Dirk abriu o portão do balcão e retrocedeu até a parede. Tirou uma mecha de cabelo dos olhos impacientemente, deu de ombros e saiu correndo, dando o maior impulso que conseguiu quando chegou na beirada.
O impulso o levou para cima e ainda mais para cima. Por um segundo, era como se caísse, e o estômago de Dirk se contraiu, mas então olhou, viu e sentiu que não estava caindo, estava voando, subindo. Riu alto, repentinamente exultante, levou os braços adiante e começou a dar fortes braçadas, nadando mais alto e mais rápido. As fileiras de balcões vazios passavam por ele: um andar, dois, cinco. Cedo ou tarde, começaria a cair, uma lenta curva descendente até a distância envolta de cinza, mas dificilmente teria tempo de descer muito. O outro lado do espigão central estava a apenas trinta metros de distância, uma distância fácil de atravessar com a gravidade artificial do vão.
Finalmente, aproximou-se de uma parede curva e ricocheteou em um corrimão de ferro negro, girando sobre si mesmo e rodando absurdamente antes de alcançar e agarrar uma barra do balcão bem acima do corrimão em que batera. Foi fácil entrar. Viera sem problemas pelo espigão central e estava onze andares acima. Sorrindo e sentindo-se estranhamente animado, sentou-se e reuniu forças para um segundo salto enquanto observava Gwen vindo atrás dele. Voava como algum gracioso pássaro fabuloso, seu cabelo negro ondulando enquanto ela flutuava. Parou dois andares acima dele.

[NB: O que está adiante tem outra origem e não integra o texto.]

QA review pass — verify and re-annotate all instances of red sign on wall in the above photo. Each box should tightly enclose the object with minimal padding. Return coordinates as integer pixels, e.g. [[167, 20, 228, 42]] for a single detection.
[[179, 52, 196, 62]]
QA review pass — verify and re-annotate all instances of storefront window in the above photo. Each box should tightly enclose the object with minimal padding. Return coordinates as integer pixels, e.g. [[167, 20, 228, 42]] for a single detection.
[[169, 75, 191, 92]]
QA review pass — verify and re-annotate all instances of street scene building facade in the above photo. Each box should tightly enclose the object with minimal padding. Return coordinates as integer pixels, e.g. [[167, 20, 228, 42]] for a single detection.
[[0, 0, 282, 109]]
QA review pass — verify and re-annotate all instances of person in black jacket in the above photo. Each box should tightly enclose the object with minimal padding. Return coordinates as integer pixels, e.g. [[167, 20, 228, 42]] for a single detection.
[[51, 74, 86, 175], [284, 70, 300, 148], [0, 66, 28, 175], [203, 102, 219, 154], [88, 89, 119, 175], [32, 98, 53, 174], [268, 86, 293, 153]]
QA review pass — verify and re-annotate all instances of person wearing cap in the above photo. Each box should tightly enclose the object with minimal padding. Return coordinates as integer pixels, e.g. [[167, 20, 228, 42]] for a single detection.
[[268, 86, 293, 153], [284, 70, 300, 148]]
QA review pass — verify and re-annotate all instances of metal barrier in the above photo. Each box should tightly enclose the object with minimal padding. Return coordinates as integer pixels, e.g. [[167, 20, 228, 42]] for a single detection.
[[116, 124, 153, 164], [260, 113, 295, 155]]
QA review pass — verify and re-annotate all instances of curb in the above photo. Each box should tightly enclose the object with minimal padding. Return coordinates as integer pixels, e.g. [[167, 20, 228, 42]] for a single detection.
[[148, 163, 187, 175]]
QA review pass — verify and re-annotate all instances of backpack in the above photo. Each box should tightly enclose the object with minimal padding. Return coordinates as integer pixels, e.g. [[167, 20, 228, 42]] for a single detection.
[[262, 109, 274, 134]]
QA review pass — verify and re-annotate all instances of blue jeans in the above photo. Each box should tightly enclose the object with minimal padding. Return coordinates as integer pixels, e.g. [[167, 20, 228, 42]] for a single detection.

Quando chegaram ao 520° andar, Dirk tinha hematomas em meia dúzia de lugares em que batera contra varandas de ferro, mas sentia-se quase bem. Ao final de seu sexto salto vertiginoso pelo vão do espigão, estava quase relutante em chegar ao seu destino e retornar à gravidade normal. Mas chegou. Gwen já estava ali, esperando por ele, com o pacote de sensores e os suprimentos de campo presos às costas, entre as omoplatas. Ela lhe estendeu a mão e o ajudou a entrar no balcão.
Seguiram pelo amplo corredor que circundava o espigão central, até as já familiares sombras azuis.
Os globos brilhavam fracamente nos cruzamentos em cada lado deles, onde compridas passagens retas se afastavam do centro da cidade como raios em uma roda enorme. Escolheram um ao acaso e avançaram rapidamente em direção ao perímetro. Era uma caminhada mais longa do que Dirk imaginara, passando por vários outros cruzamentos (ele perdera a conta em quarenta), cada um como os demais, passando por portas negras que diferiam umas das outras apenas pela numeração. Nem ele nem Gwen falavam. A sensação agradável que o tocara por um breve tempo, a alegria de voar sem asas, deixou-o tão subitamente quanto viera enquanto ele caminhava pela meia-luz turva. No lugar dela, assaltou-o uma fraca sensação de medo. Ruídos imaginários atazanavam seus ouvidos: uivos distantes e as suaves pegadas de seus perseguidores. Seus olhos transformavam os globos de luz mais distantes em algo estranho e terrível, e Dirk via formas nos cantos cobalto onde só havia escuridão. Mas não encontraram nada, ninguém; era apenas sua mente pregando peças.